The long answer is that MOST recent Alfas one sees in this country
since Alfa left in 1995, and older Alfas one sees here occasionally
which were never imported even when Alfa did sell to these shores come
from people who have emigrated to this country and who owned said Alfas
as their private property when they came here. These cars are exempt
from complying with anything save individual state smog laws. Some
belong to diplomats, of course, and they too are exempt from US safety
regulations AND local smog laws.
Other than that, there are two ways to for an American citizen to bring
the cars in:
1) Import it yourself, pay the importation bond to US Customs at the
car's port of entry (100% of the car's worth -as THEY calculate it, not
what you paid for it), and sign the paper agreeing to bring the car up
to full US specs in 180 days from the signing. Failure to do so will
have Customs officials on your doorstep in 181 days to confiscate said
car to have it crushed. Oh, yes, need I mention that you forfeit your
bond under this circumstance? I thought not.

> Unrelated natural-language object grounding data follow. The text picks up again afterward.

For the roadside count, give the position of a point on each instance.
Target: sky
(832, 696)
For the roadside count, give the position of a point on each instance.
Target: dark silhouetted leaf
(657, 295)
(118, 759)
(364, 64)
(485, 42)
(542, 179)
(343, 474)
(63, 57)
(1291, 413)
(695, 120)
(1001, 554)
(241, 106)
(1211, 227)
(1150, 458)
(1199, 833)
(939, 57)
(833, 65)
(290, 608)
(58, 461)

At any rate you CAN'T make it comply, so don't even bother to try. Why?
Because Alfa Romeo has never made US approved glass, running lights, or
impact absorbing bumpers for these cars and having these things
fabricated is simply out of the question.
2) Go to a professional gray-market importer. They MIGHT be able to
find a way to bring the car in. But be prepared for disappointment
-modern cars are notoriously difficult to bring into compliance due to
their complexity. If they do find a way to get around this stuff (they
know loopholes in the laws that you and I don't), be prepared to pay a
50-100% premium over the FOB selling price of the car for the privilege.

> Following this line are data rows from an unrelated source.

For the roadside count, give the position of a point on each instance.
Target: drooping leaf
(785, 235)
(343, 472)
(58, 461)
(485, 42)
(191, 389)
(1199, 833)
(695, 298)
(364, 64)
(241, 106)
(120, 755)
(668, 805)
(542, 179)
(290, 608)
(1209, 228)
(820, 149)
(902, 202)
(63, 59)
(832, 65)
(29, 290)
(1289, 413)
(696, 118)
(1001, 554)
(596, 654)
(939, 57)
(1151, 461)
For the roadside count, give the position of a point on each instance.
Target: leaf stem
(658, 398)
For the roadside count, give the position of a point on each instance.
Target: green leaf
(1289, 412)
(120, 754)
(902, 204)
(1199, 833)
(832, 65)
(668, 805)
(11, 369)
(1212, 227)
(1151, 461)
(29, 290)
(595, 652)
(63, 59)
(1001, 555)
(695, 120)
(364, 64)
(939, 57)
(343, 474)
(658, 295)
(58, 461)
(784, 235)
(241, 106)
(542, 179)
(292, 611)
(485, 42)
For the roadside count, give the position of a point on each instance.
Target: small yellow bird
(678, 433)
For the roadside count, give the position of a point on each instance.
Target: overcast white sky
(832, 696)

There is one other way..... If AutoDelta USA EVER gets their act
together and starts selling some Alfa models under their name, you will
be able to buy a current model V-6 Spider, a V-6 GTV-6 Coupe, or a 166
sedan but without the name Alfa Romeo on it anywhere. Be prepared to
pay about US$45,000 for the Spider, US$50,000 for the Coupe, and
US$60,000 for the 166 sedan. This is about 30-40% MORE than these cars
cost as Alfa Romeo's in the EU. Then you have the enthralling project
of buying badges and logos and door sills etc. from European sources to
turn your US legal beauty BACK into an Alfa Romeo.

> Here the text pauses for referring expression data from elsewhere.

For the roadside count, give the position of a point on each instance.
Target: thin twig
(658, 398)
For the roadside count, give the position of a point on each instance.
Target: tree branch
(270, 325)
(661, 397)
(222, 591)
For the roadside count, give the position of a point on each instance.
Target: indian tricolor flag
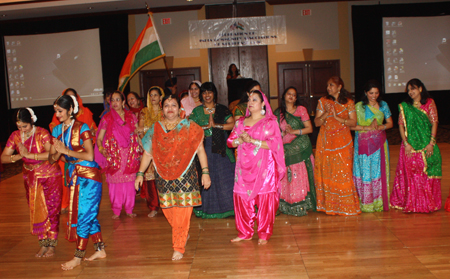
(145, 50)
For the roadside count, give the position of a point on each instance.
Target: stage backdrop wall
(114, 49)
(368, 49)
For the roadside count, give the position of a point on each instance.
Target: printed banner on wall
(235, 32)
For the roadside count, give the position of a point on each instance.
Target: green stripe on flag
(146, 54)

I hope this answers your questions.
George Graves
'86 GTV-6
On Saturday, Jan 4, 2003, at 17:44 US/Pacific, alfa-digest wrote:
Date: Sat, 04 Jan 2003 13:15:30 -0500
From: "Ryan Kundrat" <ryankundrat@domain.elided>
Subject: importing
So I'm sure this has been beaten to death, but can anyone point me in
the
direction of some information regarding importing non-us spec cars (ie
a
156 sport wagon...) I saw that white 155 in New Jersey listed on eBay
a
few weeks back. How did that get here? How is it legal? Thank you.